Thousands of migrants put in solitary confinement without violating any rules
Migrants are gathered inside the fence of a makeshift detention center in El Paso, Texas on Wed. March 27, 2019. Photo: Sergio Flores for The Washington Post/Getty Images
Over a 5-year stretch during both the Obama and Trump administrations, thousands of migrants were placed into solitary confinement while in ICE custody, nearly half of whom had not appeared to violate any known rules, according to government documents newly obtained and reported by NBC News.
"Solitary confinement was being used as the first resort, not the last resort,"— Ellen Gallagher, a policy adviser with the Department of Homeland Security told NBC
Gallagher also described the misconduct within solitary confinement as "urgent and at times life-threatening."
Details: A review of thousands of documents from 2012 to 2017 — retrieved by the International Consortium of Investigative Journalists with the Freedom of Information Act — included detention records and court fillings, as well as interviews with current and former detainees from around the world.
Their findings included:
- Many of the detained migrants are reportedly disabled, mentally ill or identify as LGBTQ.

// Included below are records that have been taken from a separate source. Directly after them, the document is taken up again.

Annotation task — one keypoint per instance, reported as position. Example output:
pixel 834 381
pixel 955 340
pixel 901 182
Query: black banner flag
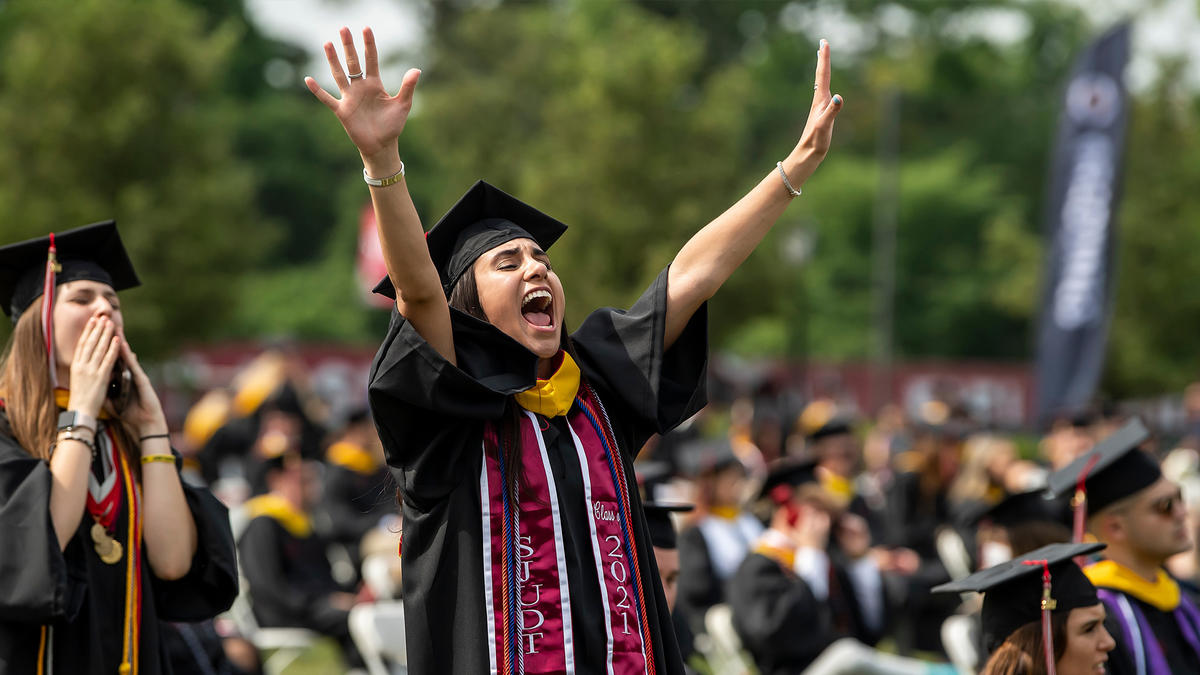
pixel 1081 204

- Immigration and Customs Enforcement attributed much of the use of solitary confinement on vulnerable people to safety concerns. However, internal guidances require detention officials to record alternatives considered before resorting to isolation. Gallagher claims she often saw no evidence that ICE had pursued other options.
- In isolation, detainees are on lockdown for at least 22 hours each day.
- Detainees only had attorneys in 11% of the cases.
The United Nations has characterized the use of solitary confinement as "torture or cruel, inhuman or degrading treatment," adding that confinement for 15 or more days should be banned, barring rare circumstances.